Ptasie mleczko (Polish pronunciation: [ptaɕɛ mlɛtʂkɔ]) is a soft chocolate-covered candy filled with soft meringue or milk soufflé. It is called ptichye moloko (птичье молоко, [ˈptʲitɕjɪ məlɐˈko]) in Russian, lapte de pasăre ([ˈlapte de paˈsəre]) in Romanian, ptashyne moloko (пташине молоко) in Ukrainian, and linnupiim in Estonian. All these names literally mean "bird's milk" or crop milk, a substance somewhat resembling milk, produced by certain birds to feed their young. However, this is not the origin of the name; rather, "bird's milk" is an idiom of ancient Greek origin meaning "an unobtainable delicacy" (compare English: "hen's teeth").

It is one of the most recognized chocolate confectionery in Poland having exclusive rights for the name. Other confectionery producers also make similar candies but named differently (e.g. Alpejskie mleczko, "Alpine milk"). Nonetheless, Ptasie mleczko is often used to refer similar candies with vanilla, cream, lemon or chocolate taste.

In Russia ptichye moloko is both a popular candy and a famous soufflé cake. The brand was introduced in the Soviet times and is nowadays used by the companies operating the factories which produced these candies and cakes since that time. The candies are also produced in other post-Soviet states, in particular in Belarus, Ukraine, Moldova and Estonia.
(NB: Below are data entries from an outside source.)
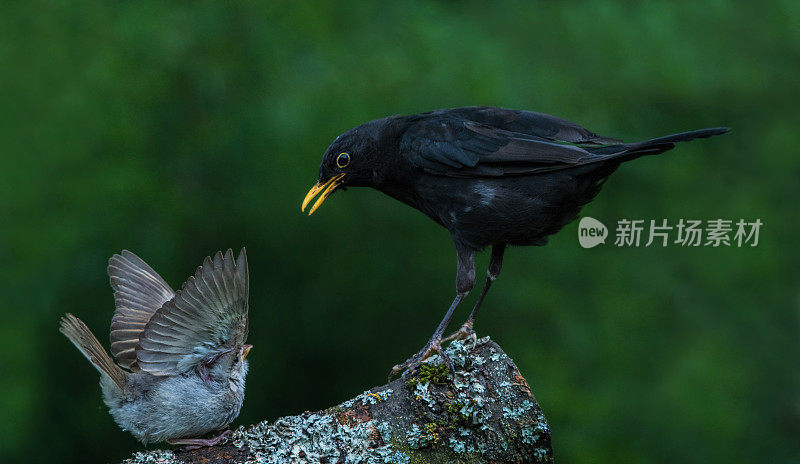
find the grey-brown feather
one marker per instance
(83, 339)
(205, 318)
(138, 293)
(190, 403)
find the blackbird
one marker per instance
(491, 176)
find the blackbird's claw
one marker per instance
(195, 443)
(464, 332)
(434, 346)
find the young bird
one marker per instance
(183, 353)
(493, 177)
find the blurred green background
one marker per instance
(175, 130)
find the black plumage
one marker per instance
(491, 176)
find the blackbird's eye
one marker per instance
(343, 160)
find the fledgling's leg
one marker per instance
(495, 264)
(195, 443)
(465, 280)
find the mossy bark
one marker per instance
(486, 413)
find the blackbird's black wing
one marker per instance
(488, 142)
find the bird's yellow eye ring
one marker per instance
(343, 160)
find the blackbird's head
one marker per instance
(351, 160)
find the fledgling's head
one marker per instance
(351, 160)
(231, 366)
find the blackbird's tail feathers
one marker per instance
(684, 136)
(83, 339)
(657, 145)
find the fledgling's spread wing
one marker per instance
(207, 317)
(460, 143)
(138, 293)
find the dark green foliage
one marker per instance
(179, 129)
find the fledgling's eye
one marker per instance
(343, 160)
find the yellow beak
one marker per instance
(246, 350)
(327, 188)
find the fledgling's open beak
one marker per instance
(326, 188)
(245, 349)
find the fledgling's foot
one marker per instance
(195, 443)
(434, 346)
(464, 332)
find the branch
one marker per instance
(487, 414)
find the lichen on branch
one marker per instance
(485, 413)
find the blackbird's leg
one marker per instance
(495, 263)
(465, 280)
(195, 443)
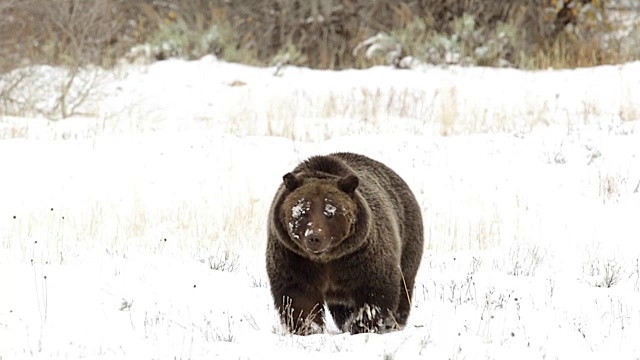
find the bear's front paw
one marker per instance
(371, 319)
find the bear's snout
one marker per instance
(315, 243)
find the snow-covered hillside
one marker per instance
(136, 228)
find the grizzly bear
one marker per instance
(346, 231)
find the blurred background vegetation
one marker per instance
(325, 34)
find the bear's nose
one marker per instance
(313, 239)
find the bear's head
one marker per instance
(319, 213)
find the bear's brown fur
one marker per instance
(347, 231)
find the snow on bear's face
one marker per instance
(318, 215)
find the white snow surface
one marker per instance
(136, 229)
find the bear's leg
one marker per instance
(301, 312)
(404, 306)
(374, 310)
(340, 313)
(410, 262)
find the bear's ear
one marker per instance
(291, 182)
(348, 183)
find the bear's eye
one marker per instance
(329, 210)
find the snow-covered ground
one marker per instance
(136, 228)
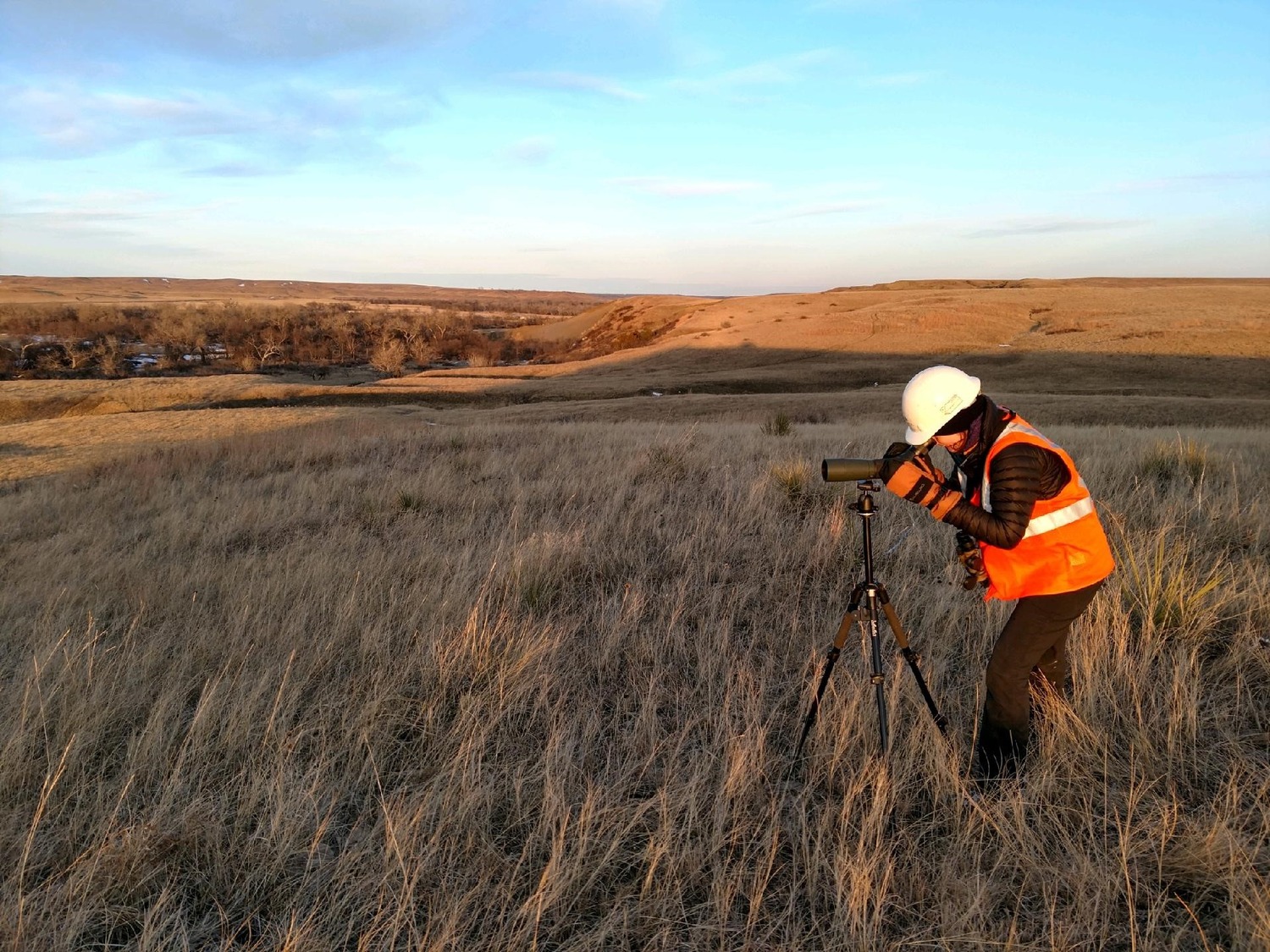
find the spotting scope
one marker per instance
(856, 470)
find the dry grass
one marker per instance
(489, 685)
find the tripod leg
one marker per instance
(876, 675)
(911, 658)
(831, 659)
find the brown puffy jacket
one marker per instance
(1020, 475)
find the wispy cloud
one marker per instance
(809, 211)
(576, 83)
(1052, 226)
(779, 71)
(898, 79)
(235, 170)
(289, 119)
(239, 30)
(533, 150)
(686, 188)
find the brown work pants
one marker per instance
(1030, 652)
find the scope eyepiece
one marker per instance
(850, 470)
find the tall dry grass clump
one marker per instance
(403, 687)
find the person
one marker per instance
(1039, 538)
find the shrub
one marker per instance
(779, 426)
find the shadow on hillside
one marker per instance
(1234, 390)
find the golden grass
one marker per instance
(489, 685)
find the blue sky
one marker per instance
(634, 145)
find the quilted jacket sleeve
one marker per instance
(1019, 476)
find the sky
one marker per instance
(686, 146)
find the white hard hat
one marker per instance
(934, 398)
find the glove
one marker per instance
(972, 561)
(917, 480)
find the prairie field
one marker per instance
(516, 680)
(517, 658)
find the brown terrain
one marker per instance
(1097, 350)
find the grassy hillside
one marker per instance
(384, 685)
(516, 658)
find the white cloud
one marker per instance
(292, 119)
(1052, 226)
(239, 30)
(818, 210)
(686, 188)
(785, 70)
(576, 83)
(897, 79)
(533, 150)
The concept of avian milk (Ancient Greek: , ornithon gala) stretches back to ancient Greece. Aristophanes uses "the milk of the birds" in the plays The Birds and The Wasps as a proverbial rarity. The expression is also found in Strabo's Geographica where the island of Samos is described as a blest country to which those who praise it do not hesitate to apply the proverb that "it produces even bird's milk" (φέρει καί ὀρνίθων γάλα). A similar expression lac gallinaceum (Latin for "chicken's milk") was also later used by Petronius (38.1) and Pliny the Elder (Plin. Nat. pr. 24) as a term for a great rarity. The idiom became later common in many languages and appeared in Slavic folk tales. In one such tale the beautiful princess tests the ardor and resourcefulness of her suitor by sending him out into the wilderness to find and bring back the one fantastical luxury she does not have: bird's milk. In the fairy tale Little Hare by Aleksey Remizov (who wrote many imitations of traditional Slavic folk tales) the magic bird Gagana produces milk.